For those who came in late, O’Malley is the creative force behind the mega hit graphic novel series Scott Pilgrim, which translated into the big screen movie starring Michael Cera. That love story with over the top elements and quirky strange humour was one for the ages, giant hammer out of a purse and everything. And now onto my slightly SPOILERISH look at Seconds.
This is the story of Katie, a young lady restauranteur who is desperate to have place of her own to run, so she is sinking all her money and free time into a massive renovation project, all to create a sparkling dining establishment all hers. Sacrifices to achieve this include a boyfriend and some traces of her humanity. But a mysterious person keeps visiting her, someone who lets her correct one mistake that caused harm. This good deed makes Katie obsessive, and suddenly against the rules of magic, she starts bending time to her advantage tons and tons, frivolous and monumental. Cue the awaiting universal backlash.
Katie is a flawed self centered, somewhat controlling, personality who firmly believes she deserves all these changes to her benefit. And any little piece of the new puzzle that goes wrong is simply an affront to what she perceives as her lost perfect picture. She is owed this and plans to take it back. Everyone else simply gets in the way. Even getting her boyfriend back is more about her happiness then his. Her wrongdoing in the breakup is half heartedly admitted, almost an afterthought, before it becomes all about Katie again.

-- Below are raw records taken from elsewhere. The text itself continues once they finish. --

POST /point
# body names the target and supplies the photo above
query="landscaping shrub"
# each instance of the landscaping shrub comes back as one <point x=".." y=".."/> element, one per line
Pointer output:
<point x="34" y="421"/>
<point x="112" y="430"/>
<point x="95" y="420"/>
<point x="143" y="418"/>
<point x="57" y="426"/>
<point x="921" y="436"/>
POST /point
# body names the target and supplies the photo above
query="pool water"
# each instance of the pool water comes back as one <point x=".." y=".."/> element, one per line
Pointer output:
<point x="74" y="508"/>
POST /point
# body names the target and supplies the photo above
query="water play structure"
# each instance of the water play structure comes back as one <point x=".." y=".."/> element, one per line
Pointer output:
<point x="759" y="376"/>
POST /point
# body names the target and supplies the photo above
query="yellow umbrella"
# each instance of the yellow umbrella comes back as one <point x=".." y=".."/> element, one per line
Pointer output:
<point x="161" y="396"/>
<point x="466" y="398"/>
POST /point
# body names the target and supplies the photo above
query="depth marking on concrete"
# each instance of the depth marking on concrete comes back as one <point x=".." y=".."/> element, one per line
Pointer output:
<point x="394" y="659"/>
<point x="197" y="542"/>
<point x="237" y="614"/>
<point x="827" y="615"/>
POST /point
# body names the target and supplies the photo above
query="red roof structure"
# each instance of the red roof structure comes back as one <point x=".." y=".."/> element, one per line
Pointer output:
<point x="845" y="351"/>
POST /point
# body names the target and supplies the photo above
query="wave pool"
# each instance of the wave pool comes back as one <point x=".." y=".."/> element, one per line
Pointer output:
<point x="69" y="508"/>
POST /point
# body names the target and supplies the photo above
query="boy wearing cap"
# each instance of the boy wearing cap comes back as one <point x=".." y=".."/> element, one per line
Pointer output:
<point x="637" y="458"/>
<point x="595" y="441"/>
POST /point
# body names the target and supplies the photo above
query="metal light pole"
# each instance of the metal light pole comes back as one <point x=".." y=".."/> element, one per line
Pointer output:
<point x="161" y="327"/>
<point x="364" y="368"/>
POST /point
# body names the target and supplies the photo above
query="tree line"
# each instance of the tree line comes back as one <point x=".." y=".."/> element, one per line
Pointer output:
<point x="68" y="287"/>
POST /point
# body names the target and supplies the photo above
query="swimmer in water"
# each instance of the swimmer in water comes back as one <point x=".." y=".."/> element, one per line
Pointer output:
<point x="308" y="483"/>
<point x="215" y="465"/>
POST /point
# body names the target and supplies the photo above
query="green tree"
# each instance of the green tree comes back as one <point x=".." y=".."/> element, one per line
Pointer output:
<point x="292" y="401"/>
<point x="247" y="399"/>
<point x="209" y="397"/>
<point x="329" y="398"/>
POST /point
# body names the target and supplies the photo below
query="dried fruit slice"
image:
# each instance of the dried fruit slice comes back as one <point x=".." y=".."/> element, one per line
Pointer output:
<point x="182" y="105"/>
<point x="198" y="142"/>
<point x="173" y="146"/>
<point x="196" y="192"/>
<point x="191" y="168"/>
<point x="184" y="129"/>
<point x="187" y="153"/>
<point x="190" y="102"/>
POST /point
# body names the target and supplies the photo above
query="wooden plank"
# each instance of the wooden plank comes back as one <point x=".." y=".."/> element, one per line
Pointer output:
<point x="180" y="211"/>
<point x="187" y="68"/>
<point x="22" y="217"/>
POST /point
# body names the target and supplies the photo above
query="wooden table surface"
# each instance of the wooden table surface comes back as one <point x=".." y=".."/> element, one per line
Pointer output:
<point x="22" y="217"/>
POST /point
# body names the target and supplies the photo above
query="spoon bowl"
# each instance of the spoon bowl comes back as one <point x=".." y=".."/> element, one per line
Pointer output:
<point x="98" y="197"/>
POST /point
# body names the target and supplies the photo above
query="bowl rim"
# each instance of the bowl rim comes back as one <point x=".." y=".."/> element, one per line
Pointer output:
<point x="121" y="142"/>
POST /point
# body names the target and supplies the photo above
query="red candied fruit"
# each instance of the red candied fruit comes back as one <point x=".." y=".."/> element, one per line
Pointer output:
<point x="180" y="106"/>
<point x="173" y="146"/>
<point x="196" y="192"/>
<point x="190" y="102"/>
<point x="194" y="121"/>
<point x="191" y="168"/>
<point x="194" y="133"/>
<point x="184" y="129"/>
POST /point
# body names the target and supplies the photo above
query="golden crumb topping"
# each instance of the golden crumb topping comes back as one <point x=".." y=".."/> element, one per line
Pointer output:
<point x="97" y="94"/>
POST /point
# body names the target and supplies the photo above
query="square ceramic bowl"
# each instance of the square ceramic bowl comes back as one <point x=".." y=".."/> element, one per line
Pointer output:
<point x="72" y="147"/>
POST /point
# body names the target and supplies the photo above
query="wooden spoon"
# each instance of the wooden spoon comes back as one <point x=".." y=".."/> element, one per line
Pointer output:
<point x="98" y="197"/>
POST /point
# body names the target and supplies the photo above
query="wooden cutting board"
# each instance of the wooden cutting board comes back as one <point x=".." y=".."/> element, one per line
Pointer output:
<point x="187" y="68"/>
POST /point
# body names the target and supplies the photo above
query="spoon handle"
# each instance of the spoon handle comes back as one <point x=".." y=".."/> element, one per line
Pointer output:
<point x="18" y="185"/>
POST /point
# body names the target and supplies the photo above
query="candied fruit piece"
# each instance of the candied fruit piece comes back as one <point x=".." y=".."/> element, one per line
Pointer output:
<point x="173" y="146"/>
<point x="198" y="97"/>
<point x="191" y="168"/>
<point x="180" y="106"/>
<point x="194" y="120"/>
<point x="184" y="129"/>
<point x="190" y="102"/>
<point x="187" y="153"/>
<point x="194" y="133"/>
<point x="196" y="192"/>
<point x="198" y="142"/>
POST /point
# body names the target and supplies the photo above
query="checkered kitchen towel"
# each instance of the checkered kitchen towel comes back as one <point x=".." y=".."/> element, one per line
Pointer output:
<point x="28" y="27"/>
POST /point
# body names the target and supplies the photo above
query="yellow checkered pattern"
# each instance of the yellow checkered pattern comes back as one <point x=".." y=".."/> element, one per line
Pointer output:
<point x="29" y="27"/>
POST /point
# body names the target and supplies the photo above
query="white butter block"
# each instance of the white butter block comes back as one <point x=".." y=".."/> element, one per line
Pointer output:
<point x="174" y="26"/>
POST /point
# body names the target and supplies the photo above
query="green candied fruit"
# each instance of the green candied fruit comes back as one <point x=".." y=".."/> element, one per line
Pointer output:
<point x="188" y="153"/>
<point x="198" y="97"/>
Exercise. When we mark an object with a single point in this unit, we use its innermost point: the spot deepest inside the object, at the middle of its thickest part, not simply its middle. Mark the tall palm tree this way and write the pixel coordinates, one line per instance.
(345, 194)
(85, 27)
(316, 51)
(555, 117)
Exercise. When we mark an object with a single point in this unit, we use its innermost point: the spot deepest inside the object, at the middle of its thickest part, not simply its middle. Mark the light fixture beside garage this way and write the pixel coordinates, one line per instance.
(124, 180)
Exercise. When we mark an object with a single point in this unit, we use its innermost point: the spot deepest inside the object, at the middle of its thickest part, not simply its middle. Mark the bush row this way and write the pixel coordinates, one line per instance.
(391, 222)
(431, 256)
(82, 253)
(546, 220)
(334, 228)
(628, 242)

And this is one of the areas where O’Malley falters in this large 320 page graphic novel. Katie comes across as very unlikeable, and unrootable, very early on, with few redeeming qualities. Once she was nice, we get a sense of that from little flashbacks and the fact her ex keeps hanging around, but little sense of why anyone would want to be near her right now. I have a feeling that O’Malley is trying to show that obsessive behaviour makes a person terrible, and Katie’s crazed drive for her own restaurant would qualify for that, but after awhile you realize Seconds is not a modern Moby Dick.
My next issue with this tale is the ending. The universe getting back at Katie is not a surprise, but the explanations for everything magical going on gets muddied up from what the original concept was, and then muddied even further. Methinks O’Malley was striving for way deeper philosophical thoughts here, above and beyond The Butterfly Effect and living the life you have and so forth, and even after multiple reading of the ending I am still trying to fully grasp his over explanations for this Twilight Zone episode.
One big plus for me, and a story thread that does show Katie giving a care about another human being, is her burgeoning relationship with the waitress Hazel. This is one constant in every timeline is her getting closer and closer to this quiet woman, and even more importantly, confiding in her. Hazel is not just a plot device to move the story forward or give Katie some humanity, but she also brings another element to this story, one that is very underplayed.
Early on in Seconds, Hazel is hinted at possibly being lesbian, and sometimes when Katie is around her, they also hint at an attraction to the waitress. This could explain some of Katie’s behaviour towards her ex-boyfriend, now and in the past, since a conflict over her sexuality would cause mental distress. Or O’Malley could be implying that Katie is bisexual and in denial, which again would also cause mental distress. I do wish the story had gone that way instead, not to just be groundbreaking or controversial, but because it would a tale that better reflected our society. And maybe this long realization would help explain Katie’s other behaviors, how throwing herself into building this new restaurant is to take her mind off of issues that have plagued her since childhood.
A side theme in Seconds that give it extra House Points is food. Katie being a chef and much of the action taking place in a restaurant, food talk and creating new dishes is a natural happening. And help makes me hungry while reading.
Seconds is still an interesting read and O’Malley should be commanded for trying something different, moving his voice forward. Maybe he will revisit Katie in the future, and present a kindler gentler, more at ease, soul.
…is currently reading Star Trek Spock’s World by Diane Duane. My second Star Trek book in almost twenty years!!